Are there any shows with family values? So far, BLUE BLOODS takes the prize. Irreproachably Irish Catholic and upright, the patriarchal Reagan family holds together in contrast to the decadent cities it valiantly disciplines. Even THE MENTALIST is terror gothic in spirit, and clearly plays on fears of the French Revolution, while teasing its faithful viewers that “Patrick Jane” is actually serial killer Red John, rather than someone likely to be very high up in the government. It too is paranoia inducing. Shame on you Bruno Heller, who should know better.

And SMASH, the backstage story of a Broadway musical, will not likely be renewed, while its writing and music to these ears are downright embarrassing. What a hollow victory for hip movement culture, with its glorification of the ever-misunderstood and pathetic Marilyn Monroe.  On to off-Broadway, inter-racial understanding, and the offbeat rock musical and heterosexual and homosexual pairing off. On television, racism/miscegenation has disappeared if you sing and dance well enough. Perhaps the same thing can be said for new Broadway shows, either PC or living off the bones of its ancestors.

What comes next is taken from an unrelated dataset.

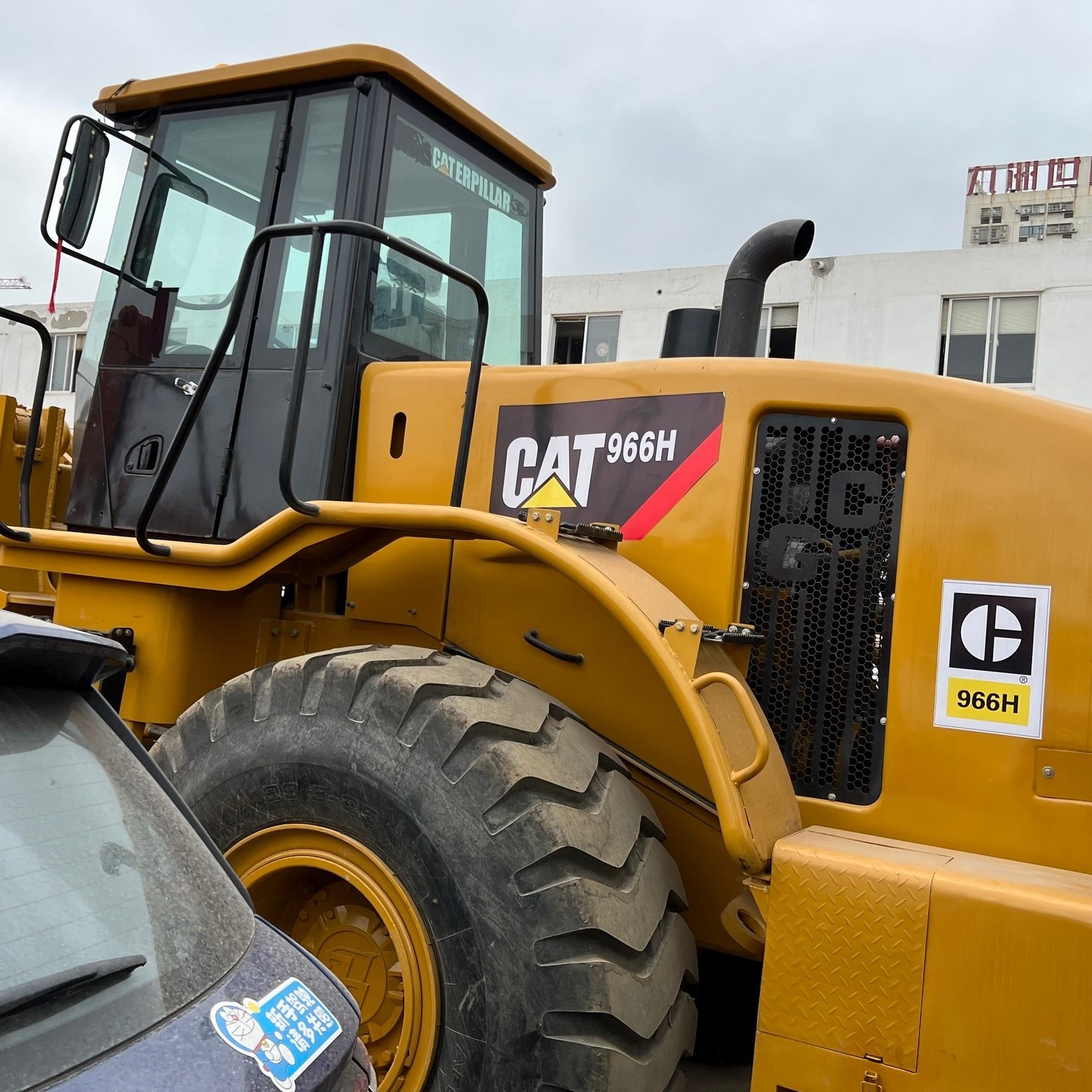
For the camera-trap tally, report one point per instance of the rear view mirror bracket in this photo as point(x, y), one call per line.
point(93, 136)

Meanwhile, few in show business pay attention to education reform, the illicit power of the teachers unions, and their relentless, media-supported attempts to undermine the educations of real black and brown children in urban ghettoes and elsewhere. Try to find a decent public school in NYC or Los Angeles, homes of those who write and produce the mindless (though technically advanced) shows I have listed above.

Now tell me the condition of our urban schools is not racist in the extreme. The better historians lament the world wide indifference as the Holocaust and other horrors proceeded in the 1930s and 1940s, while today the hippest among us wallow in gonzo ressentiment, apocalypse, the undead, blood and gore. Who is indifferent now? Should we blame the audience, who allegedly want this polluted fare?

Is the great American experiment going down? If popular culture is any indication, the answer is “you betcha.” Who needs a Fifth Column or other demonic forces when you have the entertainment industry?